Merhabalar pek muhterem okuyucularım. Bu ay size Enderunlu Vasıf dedenizden bahsedeceğim. Dedeniz 18. yüzyılın sonlarında ve 19. yüzyılın başlarında yaşamış. Zor devirler o devirler… Devlet-i aliyyenin can çekiştiği demler… O demlerden itibaren klasik şiirimizi “ağdalı, süslü, saray dili” diye adlandırmalar; şiiri tekke şiiri, divan şiiri, halk şiiri vs. diye ayırmalar başlamış. Bir beğenememişiz kökümüzü… Batıya açılan kapılardan gireceğiz derken özümüzden -ne hikmetse- utanmışız.

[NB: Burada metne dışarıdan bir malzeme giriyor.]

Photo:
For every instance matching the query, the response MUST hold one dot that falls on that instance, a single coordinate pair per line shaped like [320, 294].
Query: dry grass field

Halbuki divan şairi diye addedilen Şeyh Galip dedenizin sözde “halk edebiyatı” türünde değerlendirilecek şiirleri de vardır, Nedim dedenizin de keza öyle… Hatta aşıkların (halk ozanları) sarayda istihdam edildikleri dönemler mevcuttur. Peki nerede kaldı bizim saray şiiri (divan şiiri) halk şiiri ayrımımız? Aynı sınıflandırma garabetini maalesef eserleri dini-tasavvufi, didaktik vs. diye ayıran çokça araştırmacının çalışmalarında da görürüz. Mesela tamamen tasavvufi mahiyete sahip ve temsili anlatımlar içeren “Leyla ve Mecnun” (Fuzuli) mesnevisi çoğu kaynakta “romantik aşk mesnevisi” olarak sınıflandırılmıştır, keza “Yusuf u Züleyha” mesnevileri de öyle… Mesela yine bu “sınıflandırmacı” araştırmacılarımız tarafından Nedim dedeniz sadece eğlence düşkünü bir figür olarak anılmıştır. Yazımızın konusu olan Enderunlu Vasıf dedeniz de öyle… Kaynaklarda “eğlence düşkünü” vb. sıfatlarla tanınır. Ben size dedenizin yazmış olduğu bir şiiri yazıvereyim de dedeniz nasıl biriymiş, kararı siz verin. Buyrun aşk ile:
Ben göz açmam habdan bidardır gönlümdeki Gerçi ben mestem veli huşyardır gönlümdeki (Ben gafletten gözümü açamıyorum ama gönlümdeki uyanıktır. Gerçi ben sarhoşum -ilahi aşkla- ama gönlümdeki ayıktır.) Nar-ı duzahdan bu ateşle ne bakim var benim Aşk derler bir söyünmez nardır gönlümdeki (Ben cehennem ateşinden neden korkayım, zaten benim gönlümde aşk denen sönmez bir ateş var.) Himmet-i piran ile sürdüm çıkardım gayrı hep Yalınız nakş-ı hayal-i yardır gönlümdeki (Evliyaların himmetiyle gönlümden masivayı sürdüm çıkardım, gönlümde sadece yarin hayalinin nakışı kaldı.) Cümleten alemde kat’-ı arzu etdim fakat Arzu-yı rü’yet-i didardır gönlümdeki (Dünyaya meyli kestim, gönlümde sadece yarin cemalini görme arzusu kaldı.) Etdim ikrar alem-i ervahda ruz-ı ezel Şimdi el-an dahi ol ikrardır gönlümdeki (Şu an gönlümdeki ikrar, ezel günü ruhlar aleminde verdiğim ikrardır.) Sübha ber-dest-i nedamet her nefes sad germ ile Hakka isyanımdan istigfardır gönlümdeki (Pişmanlık elinin tespihiyle her nefes alış verişimde yüz utançla çektiğim Hakk’a isyanım için istiğfardır.) Künc-i halvet-hane-i merdan-veş gam u seher Hay u huy-ı na’ra-i ezkardır gönlümdeki (Dervişlerin halvet köşesi gibi gönlümde de sabah akşam zikr “hay u huy”ları vardır.) Dag-ı sinemden ne mümkin Vasıf olsun aşikar Nokta-i mevhume-i esrardır gönlümdeki (Ey Vasıf, gönlümdeki, sinemdeki yanıklardan dolayı görünmesi mümkün olmayan sırların hayali bir noktasıdır-süveyda noktası.)